Duke has always been a tremendous talent, but Nine Days is a feast for him, a chance to whisper and roar, to play the rigidly emotionless bureaucrat laying out the rules and the disintegrating trauma victim mourning for everyone he’s sent to their fates among the living. (In a particularly low moment, he snarls at Kyo, “I send flowers, and other people send pigs to eat them!”) It’s a profound and complicated role, and he executes it brilliantly. Beetz is also remarkable — a lesser version of this film would turn her into a perky Pixie Dream Girl, all winsome bounce and kittenish appeal. But Beetz plays Emma almost as a philosopher-child, naïve about everything, but endlessly interested in the world’s possibilities. She’s never cute, and often subtly annoying to Will, but she embodies a kind of quiet joie de vivre that doesn’t need to be oversold.

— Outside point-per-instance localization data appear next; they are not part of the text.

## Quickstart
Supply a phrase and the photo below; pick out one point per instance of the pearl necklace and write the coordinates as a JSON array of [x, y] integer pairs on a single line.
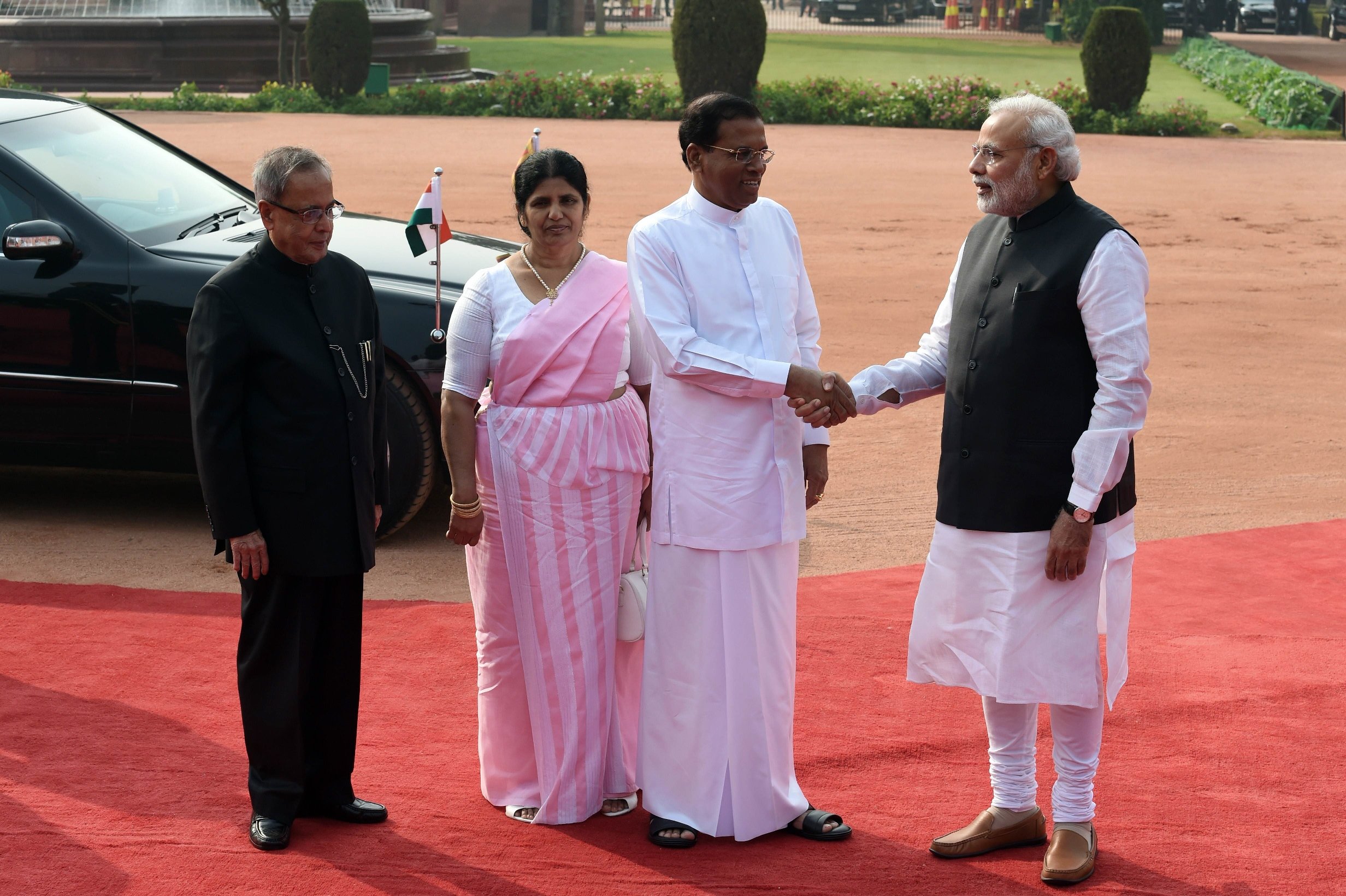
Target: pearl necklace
[[551, 292]]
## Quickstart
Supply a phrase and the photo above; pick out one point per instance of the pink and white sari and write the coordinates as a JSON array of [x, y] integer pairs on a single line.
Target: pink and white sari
[[560, 473]]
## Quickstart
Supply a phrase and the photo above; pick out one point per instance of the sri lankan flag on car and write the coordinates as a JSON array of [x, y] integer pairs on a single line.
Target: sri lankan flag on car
[[430, 210]]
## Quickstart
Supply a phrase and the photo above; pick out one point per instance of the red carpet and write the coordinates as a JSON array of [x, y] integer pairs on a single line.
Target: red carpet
[[121, 764]]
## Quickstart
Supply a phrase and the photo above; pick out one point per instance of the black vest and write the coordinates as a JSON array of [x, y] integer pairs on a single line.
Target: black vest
[[1022, 380]]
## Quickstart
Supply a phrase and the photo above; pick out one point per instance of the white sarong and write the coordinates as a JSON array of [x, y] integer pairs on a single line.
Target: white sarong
[[987, 617], [717, 744]]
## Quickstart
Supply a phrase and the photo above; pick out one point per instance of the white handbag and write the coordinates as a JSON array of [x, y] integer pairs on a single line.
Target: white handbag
[[630, 595]]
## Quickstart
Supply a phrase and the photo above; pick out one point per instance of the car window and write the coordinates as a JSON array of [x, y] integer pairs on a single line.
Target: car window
[[15, 205], [128, 181]]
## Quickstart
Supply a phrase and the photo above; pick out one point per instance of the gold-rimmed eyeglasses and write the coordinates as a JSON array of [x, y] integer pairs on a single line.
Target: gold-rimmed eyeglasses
[[743, 155], [993, 155], [311, 216]]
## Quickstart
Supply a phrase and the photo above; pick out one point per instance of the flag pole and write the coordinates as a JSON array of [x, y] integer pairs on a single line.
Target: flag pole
[[438, 333]]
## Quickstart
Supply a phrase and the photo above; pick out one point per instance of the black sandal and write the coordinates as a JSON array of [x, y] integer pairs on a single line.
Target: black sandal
[[813, 822], [659, 825]]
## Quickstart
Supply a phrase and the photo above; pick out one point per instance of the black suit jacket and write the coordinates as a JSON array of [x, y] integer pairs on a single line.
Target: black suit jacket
[[286, 369]]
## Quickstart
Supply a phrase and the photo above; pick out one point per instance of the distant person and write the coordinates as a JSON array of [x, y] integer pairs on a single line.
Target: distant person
[[550, 481], [1040, 350], [286, 370], [731, 321]]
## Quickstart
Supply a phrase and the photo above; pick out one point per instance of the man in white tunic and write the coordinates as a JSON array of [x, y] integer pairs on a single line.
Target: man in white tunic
[[731, 321], [1040, 347]]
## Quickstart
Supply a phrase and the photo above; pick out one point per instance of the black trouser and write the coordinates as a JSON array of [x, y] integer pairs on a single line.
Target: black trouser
[[299, 691]]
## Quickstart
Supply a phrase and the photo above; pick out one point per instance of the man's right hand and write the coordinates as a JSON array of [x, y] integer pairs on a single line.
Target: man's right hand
[[251, 560], [828, 394]]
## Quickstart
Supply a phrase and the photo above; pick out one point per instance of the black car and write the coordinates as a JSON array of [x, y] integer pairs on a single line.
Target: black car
[[1260, 15], [877, 11], [108, 234]]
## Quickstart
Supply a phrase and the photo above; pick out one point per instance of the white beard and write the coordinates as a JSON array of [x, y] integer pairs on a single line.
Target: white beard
[[1011, 197]]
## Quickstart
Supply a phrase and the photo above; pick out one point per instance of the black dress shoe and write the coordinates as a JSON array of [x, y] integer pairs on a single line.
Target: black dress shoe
[[358, 812], [268, 833]]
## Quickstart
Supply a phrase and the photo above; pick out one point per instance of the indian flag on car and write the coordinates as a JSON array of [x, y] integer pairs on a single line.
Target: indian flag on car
[[430, 210]]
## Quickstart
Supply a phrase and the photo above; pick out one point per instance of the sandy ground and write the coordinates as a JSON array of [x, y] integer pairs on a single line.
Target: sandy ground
[[1247, 249], [1306, 53]]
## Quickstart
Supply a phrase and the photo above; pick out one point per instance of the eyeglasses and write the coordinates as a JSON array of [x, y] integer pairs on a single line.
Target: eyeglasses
[[743, 155], [993, 156], [311, 216]]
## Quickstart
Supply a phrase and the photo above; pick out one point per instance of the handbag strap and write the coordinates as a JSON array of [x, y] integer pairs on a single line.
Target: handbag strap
[[639, 559]]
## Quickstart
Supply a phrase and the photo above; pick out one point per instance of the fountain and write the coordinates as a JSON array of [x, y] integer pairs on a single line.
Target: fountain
[[220, 45]]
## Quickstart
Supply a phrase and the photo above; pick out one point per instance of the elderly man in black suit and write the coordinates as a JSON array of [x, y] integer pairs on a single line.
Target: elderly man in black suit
[[286, 368]]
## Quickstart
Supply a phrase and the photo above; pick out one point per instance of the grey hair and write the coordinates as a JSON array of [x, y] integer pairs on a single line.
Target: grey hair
[[275, 169], [1046, 124]]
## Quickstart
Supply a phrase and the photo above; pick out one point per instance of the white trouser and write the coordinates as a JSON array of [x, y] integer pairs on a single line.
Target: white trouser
[[1076, 735]]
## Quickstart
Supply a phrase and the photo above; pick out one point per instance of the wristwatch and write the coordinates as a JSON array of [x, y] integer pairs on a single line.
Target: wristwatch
[[1078, 514]]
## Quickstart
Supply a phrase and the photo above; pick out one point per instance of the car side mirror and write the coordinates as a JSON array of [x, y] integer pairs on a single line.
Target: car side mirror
[[45, 240]]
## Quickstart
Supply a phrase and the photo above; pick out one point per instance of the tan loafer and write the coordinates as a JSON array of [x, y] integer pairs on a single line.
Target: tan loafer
[[1069, 859], [978, 837]]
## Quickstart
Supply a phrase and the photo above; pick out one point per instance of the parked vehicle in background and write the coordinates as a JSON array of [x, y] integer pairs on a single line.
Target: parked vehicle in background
[[1337, 19], [1262, 15], [877, 11], [108, 234]]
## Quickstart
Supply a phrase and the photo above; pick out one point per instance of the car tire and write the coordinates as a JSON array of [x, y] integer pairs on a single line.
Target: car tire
[[411, 452]]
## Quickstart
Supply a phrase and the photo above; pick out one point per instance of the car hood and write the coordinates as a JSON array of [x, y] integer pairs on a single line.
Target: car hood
[[379, 245]]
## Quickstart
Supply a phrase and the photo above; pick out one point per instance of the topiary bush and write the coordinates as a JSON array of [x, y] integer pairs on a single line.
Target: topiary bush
[[340, 44], [718, 45], [1116, 58], [1078, 14]]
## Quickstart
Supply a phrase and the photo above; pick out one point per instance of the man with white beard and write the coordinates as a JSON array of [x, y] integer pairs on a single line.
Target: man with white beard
[[1040, 349]]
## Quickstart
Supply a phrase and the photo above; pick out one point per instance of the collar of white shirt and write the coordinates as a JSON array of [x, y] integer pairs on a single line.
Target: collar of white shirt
[[711, 211]]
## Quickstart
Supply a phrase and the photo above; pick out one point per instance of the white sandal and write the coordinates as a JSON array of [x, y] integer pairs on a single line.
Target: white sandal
[[630, 805], [512, 812]]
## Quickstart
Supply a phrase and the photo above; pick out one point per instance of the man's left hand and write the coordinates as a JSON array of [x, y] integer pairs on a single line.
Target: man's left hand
[[1068, 548], [814, 474]]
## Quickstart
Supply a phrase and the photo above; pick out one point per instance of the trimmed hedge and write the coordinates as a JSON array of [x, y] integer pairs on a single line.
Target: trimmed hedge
[[948, 103], [340, 44], [1078, 14], [719, 45], [1116, 58], [1278, 96]]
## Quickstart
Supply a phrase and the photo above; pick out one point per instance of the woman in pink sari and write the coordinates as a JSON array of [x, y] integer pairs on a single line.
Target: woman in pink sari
[[548, 484]]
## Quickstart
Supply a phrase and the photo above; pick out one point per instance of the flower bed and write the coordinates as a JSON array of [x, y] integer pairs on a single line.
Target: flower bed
[[1278, 96], [920, 103]]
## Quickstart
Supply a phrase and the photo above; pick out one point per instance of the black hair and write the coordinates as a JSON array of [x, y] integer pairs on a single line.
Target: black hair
[[540, 166], [703, 116]]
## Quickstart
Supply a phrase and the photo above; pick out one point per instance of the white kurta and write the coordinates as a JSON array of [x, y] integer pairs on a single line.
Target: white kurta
[[729, 309], [987, 617]]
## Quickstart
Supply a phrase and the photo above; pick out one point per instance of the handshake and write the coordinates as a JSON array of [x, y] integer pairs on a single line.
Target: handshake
[[822, 399]]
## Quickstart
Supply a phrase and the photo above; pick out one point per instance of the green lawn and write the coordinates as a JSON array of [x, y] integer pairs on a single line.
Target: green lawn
[[790, 57]]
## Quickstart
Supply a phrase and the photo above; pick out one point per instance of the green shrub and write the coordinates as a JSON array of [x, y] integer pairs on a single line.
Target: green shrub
[[948, 103], [340, 44], [1116, 58], [1275, 95], [718, 45], [1179, 120], [1078, 14]]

There are elements of Krzysztof Kieślowski’s The Double Life of Veronique in Nine Days, in the swoony way Will’s favorite charge on Earth lives for music, and in her ultimate fate. There are hints of The Truman Show in the panopticon that lets him monitor their lives, and of Albert Brooks’ Defending Your Life in the conceit and execution, as Will puts his candidates through a metaphysical trial to see what they’re made of. And there are echoes of After Life running throughout the film, in everything from the fascination with VHS tapes to the candidates who rebel against the system. But Nine Days is still uniquely its own movie, telling a strange and wonderful story in a way that suggests profound attention to each detail of each character, to the setting, and to the way people experience actual life — both in the intense, important moments, and in the mundane ones.

What does that get us? An absolute masterpiece. Nine Days’ unconventional setting and premise are a minor thrill all on their own, but the actual execution of the story is moving and confident. Oda takes his time with everything, but subtly builds up his characters in layers until they feel real. He does the same with this strange world, which leaves many questions unanswered, but never makes it feel like the answers are necessary to understand the story. The whole film is a gentle poem about the importance of life, rather than a shout — until it does head for shouting, in a rousing end that dodges the most obvious clichés on the board. It’s the kind of movie that makes a director’s name.

The most meme-able moment: This really isn’t a movie for memeing, but there’s an exceptionally lovely desert shot of Duke and Beetz moving toward each other in silhouette, shot at extreme range so they’re tiny figures in a vast wasteland. Instagram types could probably slap some entertaining labels on that.

When can we see it? Nine Days debuts in theaters on July 30.